Free fall: Michael Douglas is in the spotlight on Arte

Free fall: Michael Douglas is in the spotlight on Arte

After this thriller which is celebrating its 30th anniversary, the channel will broadcast a new documentary dedicated to the American actor and producer.

An American, who is indistinguishable from anyone else, waits interminably in the passenger compartment of his private car, registered “D-Fens”, stuck in a huge traffic jam in Los Angeles. It’s scorching hot. A fly buzzes. The man realizes that he is so late that he will not arrive in time for his daughter’s birthday. Taken by fury, he leaves his car and tries to make the journey on foot. He does not tolerate any obstacles. He devastates a grocery store, fights with thugs, gets his hands on an arsenal, machine-guns in all directions and does not leave a partition standing in a fast-food restaurant. Inspector Prendergast chases him. A perfectly mastered illustration of the contradictions and violence lurking at the heart of our civilization.

“What can I say about Free fall and its perfectly oppressive beginning with Michael Douglas in pressure cooker mode stuck in his car?, we wrote at the time of the death of its director, Joel Schumacher, in June 2020. The character, like the words, is borderline. We can see the thing as a wasp counterpart of Do the Right Thing by Spike Lee, released four years earlier, the story of losing his temper in unbearable heat. Racism, resentment, sweat, and an American society that is drifting. This is definitely the film that will stay on top of the pile.”

Thirty years after its release, Free fall is in the spotlight on Arte, as part of a special Michael Douglas evening. After the rebroadcast of this thriller also carried by Barbara Hershey and Robert Duvall, the channel will offer a new documentary, already visible in replay, entitled Michael Douglas, the child prodigy.
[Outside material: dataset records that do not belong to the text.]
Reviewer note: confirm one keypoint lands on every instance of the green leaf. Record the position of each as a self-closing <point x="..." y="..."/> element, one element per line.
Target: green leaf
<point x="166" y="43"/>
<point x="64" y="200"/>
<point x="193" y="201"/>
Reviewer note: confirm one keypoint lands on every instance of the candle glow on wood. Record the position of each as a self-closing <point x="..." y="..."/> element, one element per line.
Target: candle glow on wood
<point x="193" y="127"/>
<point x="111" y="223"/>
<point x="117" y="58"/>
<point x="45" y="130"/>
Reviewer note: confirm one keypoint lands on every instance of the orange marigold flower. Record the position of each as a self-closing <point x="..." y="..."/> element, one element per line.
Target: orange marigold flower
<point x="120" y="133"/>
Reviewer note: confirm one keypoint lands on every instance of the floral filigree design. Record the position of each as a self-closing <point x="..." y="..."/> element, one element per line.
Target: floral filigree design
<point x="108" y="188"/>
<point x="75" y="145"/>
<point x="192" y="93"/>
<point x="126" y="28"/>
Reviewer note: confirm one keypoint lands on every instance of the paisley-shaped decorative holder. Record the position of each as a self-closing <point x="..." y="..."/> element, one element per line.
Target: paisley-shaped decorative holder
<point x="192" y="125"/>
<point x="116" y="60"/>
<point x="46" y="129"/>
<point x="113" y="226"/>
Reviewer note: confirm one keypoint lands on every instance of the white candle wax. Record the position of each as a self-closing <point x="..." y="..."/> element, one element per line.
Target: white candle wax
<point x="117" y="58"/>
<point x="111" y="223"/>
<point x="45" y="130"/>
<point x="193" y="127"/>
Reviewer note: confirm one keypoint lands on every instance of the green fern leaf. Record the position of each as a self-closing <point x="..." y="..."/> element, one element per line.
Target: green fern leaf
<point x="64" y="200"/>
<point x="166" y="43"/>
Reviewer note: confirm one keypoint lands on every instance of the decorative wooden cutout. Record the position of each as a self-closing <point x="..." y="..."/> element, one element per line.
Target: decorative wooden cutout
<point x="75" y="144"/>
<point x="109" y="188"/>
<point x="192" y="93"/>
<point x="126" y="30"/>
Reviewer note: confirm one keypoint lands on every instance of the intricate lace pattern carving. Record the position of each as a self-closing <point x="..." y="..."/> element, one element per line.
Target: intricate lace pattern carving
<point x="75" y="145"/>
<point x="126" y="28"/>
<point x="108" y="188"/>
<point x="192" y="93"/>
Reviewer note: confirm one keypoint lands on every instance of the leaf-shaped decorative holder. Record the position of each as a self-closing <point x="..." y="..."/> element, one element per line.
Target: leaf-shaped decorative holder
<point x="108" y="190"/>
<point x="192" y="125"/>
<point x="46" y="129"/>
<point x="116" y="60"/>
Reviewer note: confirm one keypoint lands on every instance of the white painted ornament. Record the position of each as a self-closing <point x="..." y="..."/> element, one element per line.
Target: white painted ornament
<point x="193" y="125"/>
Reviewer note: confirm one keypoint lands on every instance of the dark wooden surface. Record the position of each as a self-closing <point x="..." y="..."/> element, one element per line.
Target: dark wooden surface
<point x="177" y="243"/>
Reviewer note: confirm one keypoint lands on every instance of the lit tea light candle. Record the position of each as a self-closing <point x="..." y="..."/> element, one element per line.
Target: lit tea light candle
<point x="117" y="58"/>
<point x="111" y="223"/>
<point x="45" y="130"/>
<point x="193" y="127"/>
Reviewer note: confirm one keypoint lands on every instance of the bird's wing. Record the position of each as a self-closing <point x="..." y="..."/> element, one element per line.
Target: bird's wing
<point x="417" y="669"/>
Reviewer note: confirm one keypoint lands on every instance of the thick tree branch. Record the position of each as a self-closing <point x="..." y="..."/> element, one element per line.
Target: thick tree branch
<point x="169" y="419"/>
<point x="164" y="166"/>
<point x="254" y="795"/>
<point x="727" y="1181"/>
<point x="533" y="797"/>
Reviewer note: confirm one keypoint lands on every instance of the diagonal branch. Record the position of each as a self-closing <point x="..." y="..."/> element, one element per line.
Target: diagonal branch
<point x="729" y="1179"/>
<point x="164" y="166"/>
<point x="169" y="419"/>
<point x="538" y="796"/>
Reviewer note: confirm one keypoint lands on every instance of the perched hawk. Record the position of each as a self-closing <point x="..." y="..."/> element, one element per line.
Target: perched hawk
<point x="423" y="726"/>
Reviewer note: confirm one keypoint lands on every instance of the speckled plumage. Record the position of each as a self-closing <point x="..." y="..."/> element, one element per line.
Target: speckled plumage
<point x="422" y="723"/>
Michael Douglas narrates One Flew Over the Cuckoo’s Nest

A portrait signed by Amine Mestari (Claude Sautet, calm and dissonance, broadcast on the same channel) during which the American actor and producer speaks on camera about his career. He first talks about his childhood, his beginnings as an actor in the shadow of his father Kirk, then his emancipation through television via the hit series The Streets of San Franciscoand the production of One Flew Over the Cuckoo’s Nestwho achieved phenomenal success in 1976. His own triumph as a comedian would come two decades later, thanks to Wall Street which won him the Oscar, and between two notable films, Michael Douglas also talks about his personal life, the setbacks of his son addicted to drugs or his throat cancer, which he spoke publicly when Steven Soderbergh’s team waited to be able to tour together My life with Liberace, ten years ago. A touching documentary for a complete artist.